WVIR: Kaine and Spanberger sponsor new job training legislation
WVIR, CJ PASCHALL
Two U.S. lawmakers from Virginia are teaming up to boost job training across the country. They say increasing access to career and technical education will help workers, businesses, and the economy as a whole.
Senator Tim Kaine and Representative Abigail Spanberger announced their support for the bill. They say even in a reeling economy, the demand for skilled workers is high and this bill would help fill that gap.
Senator Kaine says that this fight is a personal one for him. “I grew up as some of you know working in my dad’s iron working shop,” he said. “Later in life I served as the principal of the school that taught kids to be welders and carpenters in Honduras, and again saw the power of high quality career and technical education to transform lives.”
Jobs is the operative word, there. It’s both a literal jobs bill, and an acronym: Jumpstart Our Businesses by Supporting Students. Kaine says the bill will even the playing field between university educations and vocational training programs.

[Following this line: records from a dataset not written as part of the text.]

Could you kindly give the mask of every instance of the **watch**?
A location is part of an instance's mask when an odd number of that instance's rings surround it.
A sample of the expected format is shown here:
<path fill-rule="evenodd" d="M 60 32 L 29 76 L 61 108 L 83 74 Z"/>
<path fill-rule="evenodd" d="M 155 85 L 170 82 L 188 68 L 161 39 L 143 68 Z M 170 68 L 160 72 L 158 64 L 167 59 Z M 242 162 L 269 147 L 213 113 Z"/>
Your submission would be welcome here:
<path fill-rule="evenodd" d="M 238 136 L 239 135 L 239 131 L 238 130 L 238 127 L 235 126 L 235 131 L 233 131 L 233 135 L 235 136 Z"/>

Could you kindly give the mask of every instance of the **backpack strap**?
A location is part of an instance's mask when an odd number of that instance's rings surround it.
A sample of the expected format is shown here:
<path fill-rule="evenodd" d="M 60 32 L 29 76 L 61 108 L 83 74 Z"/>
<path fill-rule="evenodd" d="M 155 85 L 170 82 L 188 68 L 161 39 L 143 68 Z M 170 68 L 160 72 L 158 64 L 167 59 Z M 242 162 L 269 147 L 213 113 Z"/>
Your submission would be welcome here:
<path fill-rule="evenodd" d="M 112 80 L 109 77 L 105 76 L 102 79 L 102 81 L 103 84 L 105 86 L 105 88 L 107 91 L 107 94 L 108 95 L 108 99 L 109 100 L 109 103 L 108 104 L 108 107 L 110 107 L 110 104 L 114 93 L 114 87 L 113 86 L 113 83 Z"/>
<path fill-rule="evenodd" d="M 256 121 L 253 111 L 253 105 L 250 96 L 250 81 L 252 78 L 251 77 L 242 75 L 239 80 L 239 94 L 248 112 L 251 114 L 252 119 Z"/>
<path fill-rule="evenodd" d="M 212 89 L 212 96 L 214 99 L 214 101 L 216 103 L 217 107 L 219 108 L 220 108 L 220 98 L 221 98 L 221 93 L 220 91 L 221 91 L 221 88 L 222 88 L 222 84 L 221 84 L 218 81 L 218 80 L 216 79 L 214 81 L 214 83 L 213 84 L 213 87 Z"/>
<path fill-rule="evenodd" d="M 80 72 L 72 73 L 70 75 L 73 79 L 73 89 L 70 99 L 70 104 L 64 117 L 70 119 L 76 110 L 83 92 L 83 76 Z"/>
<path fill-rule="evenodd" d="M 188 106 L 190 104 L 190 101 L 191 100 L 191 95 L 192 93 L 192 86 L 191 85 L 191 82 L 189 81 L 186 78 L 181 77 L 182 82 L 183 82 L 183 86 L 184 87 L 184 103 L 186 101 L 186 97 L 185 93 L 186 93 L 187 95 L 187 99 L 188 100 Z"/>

“It expands Pell Grant eligibility to also allow those grants to be used at high quality, career technical programs,” he explained.
Current rules require programs to be 13 or 14 weeks in length to qualify for coverage by Pell Grants. This would reduce the requirement to 8 weeks. The Virginia Community College System says there are roughly 50 programs already that would benefit from the bill.
“We help them afford the training that they need to meet their longer term career goals and find success in a changing economy and contribute continue contributing to our larger economy,” Spanberger said.
Both Kaine and Spanberger say the bill would supplement the work going on at the local level through schools like CATEC.
“Sometimes there are cost barriers in students way as they want to get training to be a welder or an emergency medical technician,” Kaine explained.
“The notion that students who would otherwise be eligible for Pell Grants wouldn’t be able to use that funding, that support to, to get the certification necessary to have a career as a CDL driver, you know, is a clear, no pun intended roadblock,” Spanberger said.
The bill has support in both the House and Senate. It also has broad bipartisan support in both areas: it is co-sponsored by 33 senators from both sides of the aisle, and six representatives.